Sfogliando la relazione sul rendiconto della giustizia per il 2007, preparata dall'ex Ministro della giustizia Mastella e fattaPag. 41propria dal Ministro della giustizia ad interim Prodi, si noterà che, mentre per il lavoro del tribunale ordinario in composizione monocratica si è constatata, per così dire, una retrazione delle pendenze dello 0,5 per cento, riferendosi invece alla massa di pendenze e di arretrato dei giudici di pace, anch'essi giudici monocratici, si registra addirittura che negli ultimi tempi vi è una pendenza di circa un milione di cause, con un incremento rispetto all'anno precedente, il 2006, di circa 150 mila unità.

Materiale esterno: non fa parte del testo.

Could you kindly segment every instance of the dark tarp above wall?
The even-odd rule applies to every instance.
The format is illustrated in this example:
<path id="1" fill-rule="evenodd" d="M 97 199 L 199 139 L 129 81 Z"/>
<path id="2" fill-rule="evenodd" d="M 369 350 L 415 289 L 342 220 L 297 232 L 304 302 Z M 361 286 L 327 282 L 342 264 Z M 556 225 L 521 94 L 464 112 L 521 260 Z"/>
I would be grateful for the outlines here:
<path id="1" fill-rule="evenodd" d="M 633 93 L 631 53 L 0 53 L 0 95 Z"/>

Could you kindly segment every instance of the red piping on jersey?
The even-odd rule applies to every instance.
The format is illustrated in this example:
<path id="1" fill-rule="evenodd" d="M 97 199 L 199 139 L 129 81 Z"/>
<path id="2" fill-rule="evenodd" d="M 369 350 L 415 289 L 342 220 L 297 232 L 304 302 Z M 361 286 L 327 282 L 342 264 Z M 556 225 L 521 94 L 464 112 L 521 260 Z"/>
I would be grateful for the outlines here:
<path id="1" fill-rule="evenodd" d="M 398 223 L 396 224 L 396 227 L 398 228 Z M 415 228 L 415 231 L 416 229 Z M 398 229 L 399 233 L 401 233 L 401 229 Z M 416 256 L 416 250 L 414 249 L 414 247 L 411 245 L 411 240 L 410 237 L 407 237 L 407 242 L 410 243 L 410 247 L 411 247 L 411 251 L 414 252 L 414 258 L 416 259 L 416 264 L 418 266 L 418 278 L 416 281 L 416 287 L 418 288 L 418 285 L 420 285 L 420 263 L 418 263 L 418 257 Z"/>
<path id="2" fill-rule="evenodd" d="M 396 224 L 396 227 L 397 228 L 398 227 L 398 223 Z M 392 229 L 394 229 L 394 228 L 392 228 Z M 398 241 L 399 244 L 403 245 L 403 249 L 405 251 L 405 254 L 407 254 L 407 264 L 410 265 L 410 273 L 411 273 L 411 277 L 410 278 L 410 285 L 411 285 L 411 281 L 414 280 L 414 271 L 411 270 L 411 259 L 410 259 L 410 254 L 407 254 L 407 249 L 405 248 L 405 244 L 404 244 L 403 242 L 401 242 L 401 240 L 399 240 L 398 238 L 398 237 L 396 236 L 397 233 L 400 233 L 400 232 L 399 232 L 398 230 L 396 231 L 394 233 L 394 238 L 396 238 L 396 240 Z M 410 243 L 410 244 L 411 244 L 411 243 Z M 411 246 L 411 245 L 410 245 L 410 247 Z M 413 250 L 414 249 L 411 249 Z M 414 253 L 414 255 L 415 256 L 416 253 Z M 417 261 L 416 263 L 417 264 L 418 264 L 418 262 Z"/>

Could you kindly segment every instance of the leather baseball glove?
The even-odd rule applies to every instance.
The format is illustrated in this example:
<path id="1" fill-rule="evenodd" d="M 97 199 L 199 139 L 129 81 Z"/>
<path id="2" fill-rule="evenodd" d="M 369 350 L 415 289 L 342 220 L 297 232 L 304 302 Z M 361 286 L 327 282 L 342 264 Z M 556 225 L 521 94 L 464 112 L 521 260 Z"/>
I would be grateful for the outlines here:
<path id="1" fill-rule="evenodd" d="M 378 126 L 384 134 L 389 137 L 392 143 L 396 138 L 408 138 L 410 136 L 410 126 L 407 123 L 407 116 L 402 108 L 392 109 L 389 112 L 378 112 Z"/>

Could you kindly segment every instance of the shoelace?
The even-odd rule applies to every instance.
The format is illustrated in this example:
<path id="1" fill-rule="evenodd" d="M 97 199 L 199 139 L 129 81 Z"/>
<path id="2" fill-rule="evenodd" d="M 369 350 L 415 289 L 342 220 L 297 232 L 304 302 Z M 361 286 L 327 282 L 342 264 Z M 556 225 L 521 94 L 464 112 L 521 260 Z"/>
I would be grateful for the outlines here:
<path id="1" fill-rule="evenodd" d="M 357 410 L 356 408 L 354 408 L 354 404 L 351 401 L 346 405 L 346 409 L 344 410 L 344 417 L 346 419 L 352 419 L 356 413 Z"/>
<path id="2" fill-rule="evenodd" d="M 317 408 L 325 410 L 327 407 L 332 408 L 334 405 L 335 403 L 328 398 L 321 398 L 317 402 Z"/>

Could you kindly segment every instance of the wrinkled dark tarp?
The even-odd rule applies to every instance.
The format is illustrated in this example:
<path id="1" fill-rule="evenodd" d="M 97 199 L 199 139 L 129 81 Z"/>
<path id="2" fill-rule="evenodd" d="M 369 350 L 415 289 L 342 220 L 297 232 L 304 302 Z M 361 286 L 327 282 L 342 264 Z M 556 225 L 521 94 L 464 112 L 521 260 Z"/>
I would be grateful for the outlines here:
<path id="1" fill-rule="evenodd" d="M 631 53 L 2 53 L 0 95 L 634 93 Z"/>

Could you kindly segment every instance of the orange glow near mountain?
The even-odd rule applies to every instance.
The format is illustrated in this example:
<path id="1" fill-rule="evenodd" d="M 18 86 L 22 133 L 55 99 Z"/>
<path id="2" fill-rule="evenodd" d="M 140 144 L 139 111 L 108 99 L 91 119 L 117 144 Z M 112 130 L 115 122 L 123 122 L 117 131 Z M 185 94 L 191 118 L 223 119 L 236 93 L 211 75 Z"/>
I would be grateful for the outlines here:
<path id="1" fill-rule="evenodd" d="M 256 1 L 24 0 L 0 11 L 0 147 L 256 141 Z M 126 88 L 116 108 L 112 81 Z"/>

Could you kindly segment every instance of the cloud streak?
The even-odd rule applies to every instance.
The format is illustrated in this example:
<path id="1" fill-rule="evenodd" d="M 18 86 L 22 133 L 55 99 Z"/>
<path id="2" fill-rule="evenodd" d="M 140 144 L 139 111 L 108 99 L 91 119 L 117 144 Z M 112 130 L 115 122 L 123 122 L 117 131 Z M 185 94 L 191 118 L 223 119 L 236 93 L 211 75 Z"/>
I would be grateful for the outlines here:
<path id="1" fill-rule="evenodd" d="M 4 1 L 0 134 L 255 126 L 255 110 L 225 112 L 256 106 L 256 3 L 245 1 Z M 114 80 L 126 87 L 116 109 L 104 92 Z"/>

Pertanto, a prescindere dall'esigenza di un intervento attributivo all'autorità giudiziaria ordinaria, proprio di stampo costituzionale, si è posta questa considerazione di carattere pratico: l'attribuzione anche per quanto riguarda i cittadini comunitari della competenza della convalida al giudice di pace avrebbe determinato la possibilità, o meglio la probabilità, di ulteriori ritardi in una materia così delicata che, con riferimento ai cittadini comunitari, ci pone anche sotto gli occhi dell'Unione europea. Quindi, anche sul piano pratico e sostanziale della resa di giustizia del cammino della macchina giudiziaria, l'opzione per il giudice ordinario in composizione monocratica è senz'altro da preferire rispetto all'attribuzione al giudice di pace. Ovviamente ciò è generalizzato e vale tanto per i cittadini comunitari, quanto per gli extracomunitari.
PRESIDENTE. Il seguito del dibattito, a cominciare dall'esame delle questioni pregiudiziali presentate, è rinviato ad altra seduta.
Sospendo la seduta, che riprenderà al termine della riunione della Conferenza dei presidenti di gruppo.
La seduta, sospesa alle 17,40, è ripresa alle 19,05.